A medida que los años pasaban, ella se sumergía cada vez más en su mundo interior. Sus versos se volvían más íntimos, personales, explorando temas como la soledad, el paso del tiempo y la búsqueda de la identidad. Se sentía como una hoja seca arrastrada por el viento, sin rumbo fijo.
Un día, mientras ordenaba su viejo estudio, la muchacha encontró una pequeña vid seca en un rincón de su escritorio. Era un recuerdo de un viaje que había hecho años atrás, cuando aún sentía la vida con intensidad. Decidió plantarla en una maceta y cuidarla con esmero.
Con el paso de las semanas, la vid seca comenzó a mostrar signos de vida.

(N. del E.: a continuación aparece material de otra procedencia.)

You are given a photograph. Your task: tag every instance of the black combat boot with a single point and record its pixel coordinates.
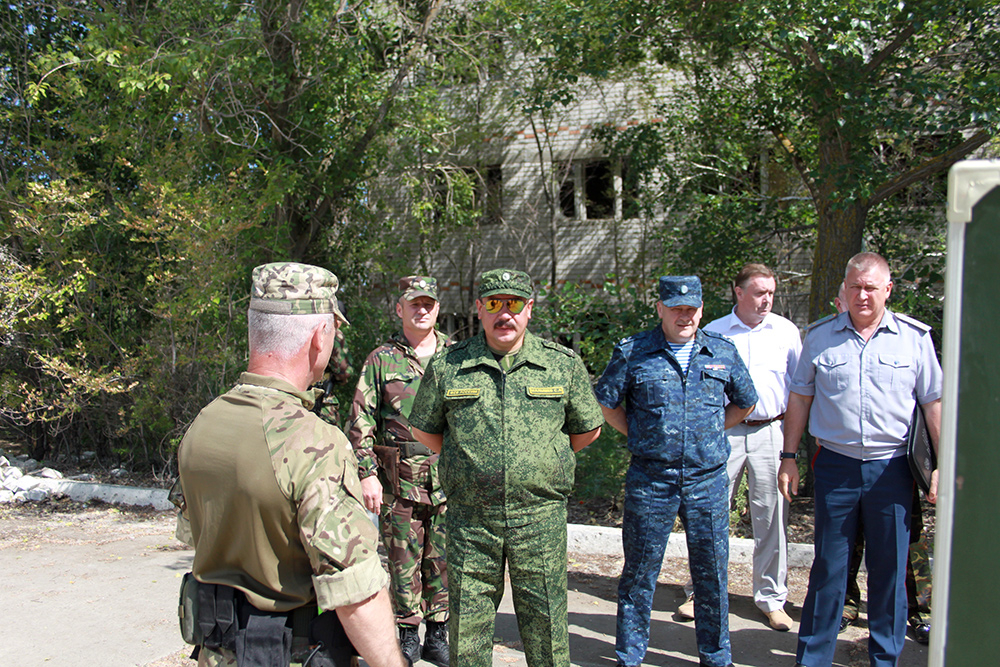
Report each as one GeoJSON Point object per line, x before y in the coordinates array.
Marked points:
{"type": "Point", "coordinates": [436, 644]}
{"type": "Point", "coordinates": [409, 642]}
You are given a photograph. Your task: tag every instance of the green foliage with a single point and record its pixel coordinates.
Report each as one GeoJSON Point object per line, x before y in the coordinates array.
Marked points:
{"type": "Point", "coordinates": [152, 156]}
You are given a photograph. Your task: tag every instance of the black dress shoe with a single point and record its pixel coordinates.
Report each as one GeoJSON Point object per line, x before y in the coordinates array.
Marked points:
{"type": "Point", "coordinates": [921, 632]}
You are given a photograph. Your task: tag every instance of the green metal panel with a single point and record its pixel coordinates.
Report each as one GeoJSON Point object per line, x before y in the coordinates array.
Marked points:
{"type": "Point", "coordinates": [974, 573]}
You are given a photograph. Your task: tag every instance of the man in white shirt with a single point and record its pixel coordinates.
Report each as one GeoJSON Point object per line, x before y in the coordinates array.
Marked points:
{"type": "Point", "coordinates": [769, 345]}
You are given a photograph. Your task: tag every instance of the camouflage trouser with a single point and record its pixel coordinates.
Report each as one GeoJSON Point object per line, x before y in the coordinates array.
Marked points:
{"type": "Point", "coordinates": [414, 538]}
{"type": "Point", "coordinates": [535, 555]}
{"type": "Point", "coordinates": [654, 496]}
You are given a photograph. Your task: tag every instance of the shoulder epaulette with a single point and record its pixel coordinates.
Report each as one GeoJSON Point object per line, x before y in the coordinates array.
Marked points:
{"type": "Point", "coordinates": [820, 321]}
{"type": "Point", "coordinates": [559, 348]}
{"type": "Point", "coordinates": [916, 324]}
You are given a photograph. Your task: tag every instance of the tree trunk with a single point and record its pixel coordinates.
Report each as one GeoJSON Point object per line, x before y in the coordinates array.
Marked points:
{"type": "Point", "coordinates": [839, 237]}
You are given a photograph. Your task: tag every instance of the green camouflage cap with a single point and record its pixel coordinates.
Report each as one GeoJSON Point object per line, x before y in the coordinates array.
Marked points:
{"type": "Point", "coordinates": [289, 288]}
{"type": "Point", "coordinates": [505, 281]}
{"type": "Point", "coordinates": [411, 287]}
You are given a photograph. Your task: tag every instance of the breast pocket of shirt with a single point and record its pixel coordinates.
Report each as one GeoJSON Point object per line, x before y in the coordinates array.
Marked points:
{"type": "Point", "coordinates": [463, 402]}
{"type": "Point", "coordinates": [896, 373]}
{"type": "Point", "coordinates": [713, 387]}
{"type": "Point", "coordinates": [832, 374]}
{"type": "Point", "coordinates": [400, 388]}
{"type": "Point", "coordinates": [652, 389]}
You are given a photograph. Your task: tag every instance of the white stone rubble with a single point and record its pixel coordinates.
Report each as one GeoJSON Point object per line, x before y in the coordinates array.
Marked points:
{"type": "Point", "coordinates": [23, 479]}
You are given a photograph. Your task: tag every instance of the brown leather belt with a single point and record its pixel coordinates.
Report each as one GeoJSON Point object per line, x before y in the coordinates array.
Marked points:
{"type": "Point", "coordinates": [761, 422]}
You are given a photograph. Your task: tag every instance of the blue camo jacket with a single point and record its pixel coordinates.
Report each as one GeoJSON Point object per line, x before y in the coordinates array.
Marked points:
{"type": "Point", "coordinates": [674, 419]}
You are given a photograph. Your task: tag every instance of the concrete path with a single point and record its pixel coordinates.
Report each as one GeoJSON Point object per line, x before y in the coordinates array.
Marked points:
{"type": "Point", "coordinates": [99, 587]}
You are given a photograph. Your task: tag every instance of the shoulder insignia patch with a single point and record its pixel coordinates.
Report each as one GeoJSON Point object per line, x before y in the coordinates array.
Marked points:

Brotes verdes surgieron de sus nudos, y pronto comenzó a trepar por un pequeño enrejado que la chica había construido. La muchacha observaba su crecimiento con asombro y ternura. En esa pequeña vid veía una metáfora de la vida: algo aparentemente muerto podía volver a la vida, si se le daba el cuidado y la atención necesarios.
A medida que la vid crecía, ella se daba cuenta de que estaba cambiando también. La soledad que la había acompañado durante tanto tiempo comenzaba a disiparse. La vid se había convertido en su compañera, en su razón para levantarse cada mañana.
Un día, mientras podaba su vid, ella se dio cuenta de que la maceta se le había quedado pequeña. Necesitaba un espacio más grande para crecer. Decidió trasladarla al jardín de su casa, un lugar que había descuidado durante años.
Al llegar al jardín, la chica se sorprendió al ver lo descuidado que estaba. Las malas hierbas habían invadido los senderos, y los árboles frutales estaban llenos de ramas secas. Sin embargo, en lugar de sentirse desalentada, ella sintió una oleada de energía. Se puso a trabajar con entusiasmo, podando y preparando la tierra para su vid.
Con el tiempo, la vid se convirtió en un pequeño viñedo. Las uvas comenzaron a crecer, verdes y brillantes al sol. La muchacha las observaba con orgullo, sabiendo que eran el fruto de su trabajo y de su paciencia. Ella se dio cuenta de que la vida, al igual que la vid, necesitaba tiempo para madurar. Y que, al igual que las uvas, cada uno de nosotros llevamos dentro de nosotros la semilla de algo grande y hermoso.